This notebook will help you gain an understanding of how to tune the parameters involved in computing QIIs.

There are two main parameters used for QII computation:

  1. number of default influences: The number of data points (aka rows) that we compute QIIs for. When increased, more data points will be used for any QII analysis.
  2. number of samples: A parameter used internally during QII computation. When increased, it increases the accuracy of the approximations.

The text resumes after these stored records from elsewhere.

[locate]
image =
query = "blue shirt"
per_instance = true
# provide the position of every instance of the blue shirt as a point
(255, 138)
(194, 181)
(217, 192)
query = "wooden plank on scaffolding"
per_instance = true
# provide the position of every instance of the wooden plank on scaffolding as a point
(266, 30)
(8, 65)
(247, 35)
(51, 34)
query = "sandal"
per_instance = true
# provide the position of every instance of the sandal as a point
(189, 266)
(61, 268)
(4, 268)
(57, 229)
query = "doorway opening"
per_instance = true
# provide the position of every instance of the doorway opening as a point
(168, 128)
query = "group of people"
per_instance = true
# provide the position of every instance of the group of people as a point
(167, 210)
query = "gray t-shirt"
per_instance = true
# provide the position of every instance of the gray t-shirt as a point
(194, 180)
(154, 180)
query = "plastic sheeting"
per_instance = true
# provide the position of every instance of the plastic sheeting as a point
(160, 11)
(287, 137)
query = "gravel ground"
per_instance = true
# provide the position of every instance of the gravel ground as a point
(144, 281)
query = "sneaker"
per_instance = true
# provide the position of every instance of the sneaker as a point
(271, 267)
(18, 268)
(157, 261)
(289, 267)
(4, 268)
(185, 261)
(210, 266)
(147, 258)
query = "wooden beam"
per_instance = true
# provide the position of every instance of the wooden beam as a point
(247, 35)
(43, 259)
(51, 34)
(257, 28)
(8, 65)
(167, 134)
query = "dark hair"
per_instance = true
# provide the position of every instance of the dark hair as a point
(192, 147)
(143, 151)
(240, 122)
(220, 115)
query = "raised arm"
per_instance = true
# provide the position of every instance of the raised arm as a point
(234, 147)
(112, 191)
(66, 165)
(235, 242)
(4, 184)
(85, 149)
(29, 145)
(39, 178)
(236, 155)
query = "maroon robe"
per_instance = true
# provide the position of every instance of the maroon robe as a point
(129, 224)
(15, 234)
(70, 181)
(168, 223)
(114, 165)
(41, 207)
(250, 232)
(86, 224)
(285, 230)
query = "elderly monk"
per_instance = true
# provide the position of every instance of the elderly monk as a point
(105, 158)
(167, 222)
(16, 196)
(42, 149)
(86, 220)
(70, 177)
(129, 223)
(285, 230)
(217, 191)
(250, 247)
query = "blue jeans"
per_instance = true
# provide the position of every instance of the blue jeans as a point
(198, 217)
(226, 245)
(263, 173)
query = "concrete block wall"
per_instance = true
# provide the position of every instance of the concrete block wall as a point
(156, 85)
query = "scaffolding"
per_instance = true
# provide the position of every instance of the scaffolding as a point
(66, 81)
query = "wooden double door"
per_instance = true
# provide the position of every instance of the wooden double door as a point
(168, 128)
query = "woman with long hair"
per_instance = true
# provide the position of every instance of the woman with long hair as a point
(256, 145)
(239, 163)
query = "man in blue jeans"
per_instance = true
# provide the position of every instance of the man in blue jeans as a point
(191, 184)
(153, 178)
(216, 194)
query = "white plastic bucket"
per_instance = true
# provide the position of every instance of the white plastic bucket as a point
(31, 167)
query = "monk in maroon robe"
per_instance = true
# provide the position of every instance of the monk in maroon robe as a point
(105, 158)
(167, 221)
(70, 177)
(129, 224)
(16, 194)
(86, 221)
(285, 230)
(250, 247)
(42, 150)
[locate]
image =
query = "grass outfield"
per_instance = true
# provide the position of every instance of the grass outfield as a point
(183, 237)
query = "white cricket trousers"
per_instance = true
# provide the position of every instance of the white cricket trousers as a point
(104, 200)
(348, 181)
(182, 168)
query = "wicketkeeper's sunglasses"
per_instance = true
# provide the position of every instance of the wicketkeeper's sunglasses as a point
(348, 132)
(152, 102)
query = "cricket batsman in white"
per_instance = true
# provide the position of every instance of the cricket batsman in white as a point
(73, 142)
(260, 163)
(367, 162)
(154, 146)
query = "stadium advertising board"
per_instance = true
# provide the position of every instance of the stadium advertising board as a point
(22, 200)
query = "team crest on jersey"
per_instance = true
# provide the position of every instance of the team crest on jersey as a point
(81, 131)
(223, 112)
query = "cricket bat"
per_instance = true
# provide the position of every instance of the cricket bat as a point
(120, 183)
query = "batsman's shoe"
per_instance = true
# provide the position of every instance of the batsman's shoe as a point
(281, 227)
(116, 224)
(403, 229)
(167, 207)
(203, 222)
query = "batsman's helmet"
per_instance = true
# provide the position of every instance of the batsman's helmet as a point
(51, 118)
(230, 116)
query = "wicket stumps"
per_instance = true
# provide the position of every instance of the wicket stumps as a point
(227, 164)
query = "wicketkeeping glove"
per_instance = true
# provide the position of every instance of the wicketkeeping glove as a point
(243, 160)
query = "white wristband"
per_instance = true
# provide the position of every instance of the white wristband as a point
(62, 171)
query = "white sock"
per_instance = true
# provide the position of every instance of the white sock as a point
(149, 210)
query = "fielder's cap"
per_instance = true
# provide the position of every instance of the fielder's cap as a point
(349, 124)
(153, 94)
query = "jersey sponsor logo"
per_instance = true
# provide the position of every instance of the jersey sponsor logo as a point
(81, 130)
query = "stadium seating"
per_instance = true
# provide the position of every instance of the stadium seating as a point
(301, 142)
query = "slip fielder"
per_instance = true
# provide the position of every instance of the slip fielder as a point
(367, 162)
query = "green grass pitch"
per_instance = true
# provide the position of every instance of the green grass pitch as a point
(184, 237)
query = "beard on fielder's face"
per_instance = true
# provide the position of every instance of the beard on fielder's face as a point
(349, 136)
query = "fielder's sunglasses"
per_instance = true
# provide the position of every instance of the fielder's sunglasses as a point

Both of these parameters are project-level settings which also slow computations proportionally. That is, if the number of samples is doubled, the runtime should double as well.

Changing the parameters in the TruEra Web App

In the Web App toolbar, click Project Settings and scroll down to Analysis: img/project_settings_analysis_screenshot.png

Changing the parameters in the Python SDK

In the Python SDK, the settings can be accessed and changed via:

  1. number of default influences: get_num_default_influences and set_num_default_influences.
  2. number of samples: get_num_internal_qii_samples and set_num_internal_qii_samples.

Setting Up QII with the SDK

First, if you haven't already done so, install the TruEra Python SDK.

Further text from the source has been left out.